Members in limited liability companies are treated like limited partners, even if the person is a member-manager.

In the case of a business trust, the material participation standard applies to the trustee. The trustee must satisfy the material participation standard. Another type of trust — a grantor trust — is ignored for purposes of these rules, and the tax owner of the trust must satisfy the material participation standard.

The passive loss limitations apply to all personal service corporations, meaning corporations whose core activities are performed by employee-owners.

Examples of personal service corporations include corporations through which people do business as doctors, attorneys, engineers, actors, consultants, accountants or financial planners. The rules apply to other closely-held C corporations to a more limited extent. The passive loss rules do not apply to C corporations that are not closely held and are not personal service corporations. A corporation is closely held if five or fewer individuals own more than half the stock during the last half of the year.

Thus, the level of shareholder participation determines whether a personal service corporation or closely-held corporation materially participates in its activities. Generally, one or more of the individuals holding more than 50% of the outstanding stock must materially participate in each of the corporation’s activities to meet the material participation standard.

With respect to a personal service corporation, a loss is passive if the loss stems from renting real estate or equipment to others.

A loss is passive if it comes from a partnership or S corporation business in which shareholders holding more than 50% of the outstanding stock do not materially participate.

Similarly, if the personal service corporation owns interests in a lower tier S corporation or partnership, material participation means that shareholders owning more than 50% of the stock in the personal service corporation must materially participate in the business of the S corporation or partnership.

For a closely-held corporation that is not a personal service corporation, passive losses and credits can offset the corporation’s net income, but not portfolio income. This means that passive losses can offset corporate earnings, but not investment earnings.

Separate Activities

What makes things separate activities, and why do separate activities matter? What if I own or invest in more than one business? Can I aggregate those activities for purposes of the material participation tests?

A person must materially participate an activity in order to be able to use tax credits and losses from that activity against active income. If the person does not, then the tax credits and losses are passive, but can still only be used against passive income from the same activity.

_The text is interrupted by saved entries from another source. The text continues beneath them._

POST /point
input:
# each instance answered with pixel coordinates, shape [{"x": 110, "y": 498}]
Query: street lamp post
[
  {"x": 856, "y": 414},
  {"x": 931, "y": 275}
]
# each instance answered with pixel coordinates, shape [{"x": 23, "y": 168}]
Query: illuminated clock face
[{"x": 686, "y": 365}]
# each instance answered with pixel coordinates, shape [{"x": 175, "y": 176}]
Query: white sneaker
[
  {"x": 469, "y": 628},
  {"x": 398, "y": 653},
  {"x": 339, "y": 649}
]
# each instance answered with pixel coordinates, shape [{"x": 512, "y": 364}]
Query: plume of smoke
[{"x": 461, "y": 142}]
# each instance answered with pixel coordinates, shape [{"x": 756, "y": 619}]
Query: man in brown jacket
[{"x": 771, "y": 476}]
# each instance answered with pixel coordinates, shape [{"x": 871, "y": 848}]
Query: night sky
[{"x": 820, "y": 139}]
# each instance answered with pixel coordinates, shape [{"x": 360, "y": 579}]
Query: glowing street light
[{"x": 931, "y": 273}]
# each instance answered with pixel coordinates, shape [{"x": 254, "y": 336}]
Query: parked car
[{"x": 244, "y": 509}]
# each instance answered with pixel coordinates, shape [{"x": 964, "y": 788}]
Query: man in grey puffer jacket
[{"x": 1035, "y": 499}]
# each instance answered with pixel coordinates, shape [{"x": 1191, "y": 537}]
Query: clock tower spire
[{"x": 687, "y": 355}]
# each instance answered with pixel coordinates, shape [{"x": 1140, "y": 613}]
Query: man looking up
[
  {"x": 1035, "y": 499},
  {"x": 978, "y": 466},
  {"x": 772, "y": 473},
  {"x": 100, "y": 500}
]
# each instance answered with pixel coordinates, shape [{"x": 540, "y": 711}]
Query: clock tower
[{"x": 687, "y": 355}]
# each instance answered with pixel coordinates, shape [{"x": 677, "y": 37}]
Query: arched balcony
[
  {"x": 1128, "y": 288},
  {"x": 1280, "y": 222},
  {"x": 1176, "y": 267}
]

For purposes of the material participation standard, the term “activity” does not necessarily mean a single business or separate entity. Activities are not constrained by entity or organizational lines — IRS rules permit grouping activities and treating several businesses as one single activity if they form an “appropriate economic unit.”

On the other hand, a single business entity could contain two separate activities.

Whether single activities can be grouped into an “appropriate economic unit” depends on a number of factors: similarities and differences in types of activities, the extent of common control, the extent of common ownership, geographic location of the activities and interdependence among activities. Factors that tend to show interdependence include the extent to which activities rely on each other for goods and services, involve products or services that are normally provided together, have the same customers, have the same employees, or are accounted for with a single set of books and records. An example of two activities that might be treated as a single economic unit is a retail store and a trucking company that transports goods for the retail business, if both are under common control.

Any reasonable method of grouping is permissible, and there may be more than one reasonable method for grouping activities. However, once activities are grouped together, they must remain grouped unless there has been a material change in facts and circumstances.